The change made by the commit, as well as the commit message’s explanation, made complete sense at first glance, so I thought maybe it was actually a bug in the deprecated pxa driver that the change exposed. There are a few more notes about the change in the original patch submission on the mailing list. The gist of it is: it prevents the driver’s stop_tx() callback from being called if tx_empty() is returning false — the idea being that the UART shouldn’t be stopped if it hasn’t finished transmitting all its queued data yet. This kind of puzzled me because you would think this type of change would only improve the TX situation, not make it worse as I observed.

I spent some time digging into the problem.
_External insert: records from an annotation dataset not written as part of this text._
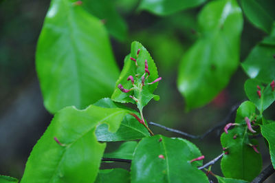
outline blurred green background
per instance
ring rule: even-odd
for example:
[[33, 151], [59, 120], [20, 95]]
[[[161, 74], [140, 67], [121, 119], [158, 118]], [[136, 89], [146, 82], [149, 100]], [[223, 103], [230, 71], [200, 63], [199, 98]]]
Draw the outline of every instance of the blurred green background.
[[[144, 108], [147, 121], [153, 121], [194, 135], [202, 134], [222, 121], [232, 107], [246, 100], [243, 84], [248, 78], [239, 67], [228, 86], [204, 107], [184, 112], [184, 100], [177, 88], [179, 62], [196, 39], [197, 14], [201, 8], [181, 11], [167, 17], [157, 17], [135, 10], [138, 1], [116, 0], [116, 10], [128, 25], [126, 40], [111, 37], [116, 61], [120, 69], [124, 56], [130, 52], [133, 41], [142, 43], [150, 52], [162, 77], [156, 94], [160, 100], [153, 101]], [[52, 116], [44, 108], [35, 71], [35, 51], [43, 19], [50, 6], [48, 0], [14, 0], [0, 1], [0, 174], [21, 178], [25, 163]], [[241, 61], [265, 34], [254, 28], [244, 18], [241, 36]], [[267, 112], [274, 118], [274, 107]], [[155, 133], [168, 136], [180, 135], [151, 127]], [[204, 139], [190, 140], [206, 155], [205, 162], [221, 153], [220, 131], [215, 131]], [[263, 167], [270, 162], [263, 140]], [[107, 151], [118, 147], [110, 143]], [[102, 167], [128, 166], [104, 163]], [[221, 175], [219, 163], [213, 172]], [[272, 177], [270, 177], [272, 182]]]

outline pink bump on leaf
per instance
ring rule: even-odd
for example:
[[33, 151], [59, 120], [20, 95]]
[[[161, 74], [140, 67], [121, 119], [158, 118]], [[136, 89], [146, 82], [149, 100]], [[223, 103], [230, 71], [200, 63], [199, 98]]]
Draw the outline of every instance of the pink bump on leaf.
[[135, 117], [135, 118], [137, 120], [138, 120], [138, 122], [140, 122], [141, 124], [145, 125], [145, 122], [144, 122], [142, 120], [141, 120], [140, 118], [138, 118], [138, 116], [137, 115], [135, 115], [135, 114], [131, 113], [131, 114], [129, 114], [131, 115], [131, 116], [133, 116], [133, 117]]
[[274, 87], [275, 87], [275, 81], [272, 80], [272, 82], [270, 83], [270, 87], [272, 88], [272, 91], [274, 91]]
[[251, 123], [250, 123], [250, 119], [248, 117], [245, 117], [245, 120], [246, 125], [248, 125], [248, 130], [250, 131], [252, 133], [256, 133], [256, 131], [254, 131], [252, 129], [252, 127], [251, 127]]
[[63, 144], [61, 144], [60, 142], [57, 139], [57, 138], [54, 137], [54, 140], [60, 146], [65, 146]]
[[128, 93], [131, 91], [131, 89], [124, 89], [121, 84], [119, 84], [118, 85], [118, 87], [121, 90], [121, 92], [124, 93]]
[[82, 4], [82, 1], [77, 1], [76, 2], [74, 2], [74, 5], [76, 6], [81, 6]]
[[152, 83], [148, 83], [148, 85], [154, 84], [155, 83], [157, 83], [157, 82], [158, 82], [158, 81], [160, 81], [161, 80], [162, 80], [162, 77], [160, 77], [160, 78], [157, 78], [156, 80], [155, 80], [154, 81], [153, 81]]
[[138, 55], [140, 54], [140, 49], [138, 49], [138, 52], [137, 52], [137, 55]]
[[145, 69], [148, 69], [148, 62], [147, 60], [145, 59]]
[[226, 127], [224, 127], [224, 128], [223, 128], [224, 132], [226, 132], [226, 134], [228, 133], [228, 129], [231, 126], [234, 126], [234, 125], [236, 125], [236, 123], [230, 122], [228, 125], [226, 125]]
[[135, 62], [136, 62], [137, 61], [137, 60], [135, 60], [135, 58], [133, 58], [133, 57], [130, 57], [130, 59], [131, 60], [132, 60], [133, 61], [135, 61]]
[[201, 155], [201, 156], [199, 156], [199, 157], [198, 157], [197, 158], [192, 159], [192, 160], [190, 161], [190, 162], [195, 162], [195, 161], [199, 161], [199, 160], [204, 160], [204, 155]]
[[260, 90], [257, 90], [257, 94], [258, 96], [258, 98], [261, 98], [261, 97], [262, 96], [262, 94], [261, 93]]
[[162, 154], [160, 154], [160, 155], [159, 155], [159, 158], [164, 160], [164, 155], [163, 155]]
[[145, 82], [145, 77], [144, 77], [144, 75], [142, 75], [142, 85], [144, 85], [144, 82]]
[[135, 83], [135, 81], [133, 80], [133, 77], [132, 76], [129, 76], [127, 80], [131, 80], [131, 82], [132, 82], [132, 84], [133, 84]]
At first I thought it would be difficult to debug the UART since it was also acting as my console, but luckily, I had Wi-Fi fully working at this point. So I could SSH into the device to access printk output without depending on it actually going out through the UART. This would have been much trickier to debug earlier in the project, so I was very happy I had everything else fully working when this problem popped up!
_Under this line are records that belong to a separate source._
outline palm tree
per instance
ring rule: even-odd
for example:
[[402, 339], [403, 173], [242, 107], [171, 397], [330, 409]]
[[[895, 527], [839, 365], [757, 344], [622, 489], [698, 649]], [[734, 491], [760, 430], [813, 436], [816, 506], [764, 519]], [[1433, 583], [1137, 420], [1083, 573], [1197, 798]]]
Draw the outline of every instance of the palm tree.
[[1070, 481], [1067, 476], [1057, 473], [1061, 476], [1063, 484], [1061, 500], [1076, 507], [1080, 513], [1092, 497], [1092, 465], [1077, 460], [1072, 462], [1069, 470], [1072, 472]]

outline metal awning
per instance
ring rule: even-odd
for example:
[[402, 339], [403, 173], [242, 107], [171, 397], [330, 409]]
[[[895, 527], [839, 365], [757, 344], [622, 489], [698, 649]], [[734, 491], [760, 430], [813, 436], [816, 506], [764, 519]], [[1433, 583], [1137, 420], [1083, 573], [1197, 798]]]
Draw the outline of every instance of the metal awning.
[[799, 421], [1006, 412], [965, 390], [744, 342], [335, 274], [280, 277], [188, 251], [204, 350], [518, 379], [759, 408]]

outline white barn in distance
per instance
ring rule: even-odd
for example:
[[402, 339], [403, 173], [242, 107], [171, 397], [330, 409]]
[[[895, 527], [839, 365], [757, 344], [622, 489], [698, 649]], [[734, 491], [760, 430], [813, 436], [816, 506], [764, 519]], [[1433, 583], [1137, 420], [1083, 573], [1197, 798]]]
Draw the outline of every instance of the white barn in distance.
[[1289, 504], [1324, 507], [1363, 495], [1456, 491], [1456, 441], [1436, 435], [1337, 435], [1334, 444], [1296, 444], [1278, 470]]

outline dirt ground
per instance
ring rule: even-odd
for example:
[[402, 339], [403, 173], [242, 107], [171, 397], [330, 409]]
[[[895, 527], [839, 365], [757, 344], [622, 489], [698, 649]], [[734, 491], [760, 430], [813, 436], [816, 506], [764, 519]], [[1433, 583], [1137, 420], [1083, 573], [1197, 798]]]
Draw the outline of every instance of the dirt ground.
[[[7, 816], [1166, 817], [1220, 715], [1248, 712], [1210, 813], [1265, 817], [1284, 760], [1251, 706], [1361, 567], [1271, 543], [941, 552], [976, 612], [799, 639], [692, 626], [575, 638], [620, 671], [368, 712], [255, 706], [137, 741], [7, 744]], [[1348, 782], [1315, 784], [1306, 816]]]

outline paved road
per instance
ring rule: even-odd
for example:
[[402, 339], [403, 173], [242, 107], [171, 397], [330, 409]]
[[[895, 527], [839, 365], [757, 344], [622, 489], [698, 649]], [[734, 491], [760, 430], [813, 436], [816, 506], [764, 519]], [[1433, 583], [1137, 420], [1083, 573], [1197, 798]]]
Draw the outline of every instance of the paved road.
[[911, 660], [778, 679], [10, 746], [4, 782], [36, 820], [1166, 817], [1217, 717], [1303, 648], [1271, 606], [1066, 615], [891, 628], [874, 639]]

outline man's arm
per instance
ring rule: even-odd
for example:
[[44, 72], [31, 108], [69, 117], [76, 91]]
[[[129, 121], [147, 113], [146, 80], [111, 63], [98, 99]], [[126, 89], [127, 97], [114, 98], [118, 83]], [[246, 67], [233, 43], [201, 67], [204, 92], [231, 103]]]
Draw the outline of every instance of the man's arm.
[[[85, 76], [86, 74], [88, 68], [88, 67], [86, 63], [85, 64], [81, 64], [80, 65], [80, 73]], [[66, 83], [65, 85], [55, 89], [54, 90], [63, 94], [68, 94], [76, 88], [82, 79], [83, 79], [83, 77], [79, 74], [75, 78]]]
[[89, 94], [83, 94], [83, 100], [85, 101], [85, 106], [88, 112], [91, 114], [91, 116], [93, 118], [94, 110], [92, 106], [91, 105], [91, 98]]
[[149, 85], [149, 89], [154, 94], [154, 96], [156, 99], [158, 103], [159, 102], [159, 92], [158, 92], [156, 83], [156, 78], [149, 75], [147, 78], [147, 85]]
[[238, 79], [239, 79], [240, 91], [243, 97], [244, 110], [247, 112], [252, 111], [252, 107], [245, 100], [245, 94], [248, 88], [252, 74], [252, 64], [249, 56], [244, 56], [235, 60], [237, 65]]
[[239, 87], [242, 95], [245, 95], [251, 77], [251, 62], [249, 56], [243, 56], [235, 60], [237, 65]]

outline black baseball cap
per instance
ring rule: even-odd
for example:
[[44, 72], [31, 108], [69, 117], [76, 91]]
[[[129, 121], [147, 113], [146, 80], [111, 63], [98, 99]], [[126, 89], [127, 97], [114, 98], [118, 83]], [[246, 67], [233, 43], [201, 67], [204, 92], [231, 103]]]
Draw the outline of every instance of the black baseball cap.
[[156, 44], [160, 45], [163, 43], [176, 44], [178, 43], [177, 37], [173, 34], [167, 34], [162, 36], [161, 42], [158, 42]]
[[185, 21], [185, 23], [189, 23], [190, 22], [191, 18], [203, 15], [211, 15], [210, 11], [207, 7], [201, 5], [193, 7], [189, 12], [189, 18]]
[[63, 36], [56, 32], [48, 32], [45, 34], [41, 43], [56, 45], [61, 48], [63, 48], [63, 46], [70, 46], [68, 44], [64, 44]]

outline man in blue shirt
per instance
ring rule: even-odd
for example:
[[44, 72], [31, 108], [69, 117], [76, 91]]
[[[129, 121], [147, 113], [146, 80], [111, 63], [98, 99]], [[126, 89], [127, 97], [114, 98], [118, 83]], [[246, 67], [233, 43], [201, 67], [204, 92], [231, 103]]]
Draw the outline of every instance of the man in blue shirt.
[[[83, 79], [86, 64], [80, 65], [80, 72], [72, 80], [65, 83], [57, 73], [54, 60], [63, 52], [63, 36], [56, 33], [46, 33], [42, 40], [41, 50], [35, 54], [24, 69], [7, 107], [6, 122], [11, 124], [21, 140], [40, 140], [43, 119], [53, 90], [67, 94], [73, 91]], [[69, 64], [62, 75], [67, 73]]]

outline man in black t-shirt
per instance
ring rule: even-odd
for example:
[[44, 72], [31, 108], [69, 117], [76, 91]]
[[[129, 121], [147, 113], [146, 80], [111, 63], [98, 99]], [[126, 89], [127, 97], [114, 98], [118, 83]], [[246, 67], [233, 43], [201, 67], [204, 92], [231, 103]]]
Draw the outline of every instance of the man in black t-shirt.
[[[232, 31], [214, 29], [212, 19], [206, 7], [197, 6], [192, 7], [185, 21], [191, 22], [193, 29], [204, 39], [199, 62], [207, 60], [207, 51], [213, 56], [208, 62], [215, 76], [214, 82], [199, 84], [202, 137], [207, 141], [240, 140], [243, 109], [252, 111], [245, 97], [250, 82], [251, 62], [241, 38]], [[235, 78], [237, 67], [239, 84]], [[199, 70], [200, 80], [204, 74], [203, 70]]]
With the UART output clearly hung up, I could type:

echo hi > /dev/ttyS0

in an SSH session and nothing would show up in my minicom window, confirming that trying to send more data wouldn’t fix it. But then as soon as I typed a character in minicom — in other words, caused a byte to be received by the UART — all of the delayed data would finally be transmitted, including the “hi”.

As you may have guessed by the fact that it’s supported by the 8250 driver, the PXA16x’s UART is pretty much just a standard 16550A UART. There are a few differences — notably, the RX and TX FIFOs are 64 bytes, and there’s a special “UART unit enable” bit in the interrupt enable register that has to be turned on before it will operate at all. Fortunately, I have some experience dealing with this type of UART so I had some ideas about where to look.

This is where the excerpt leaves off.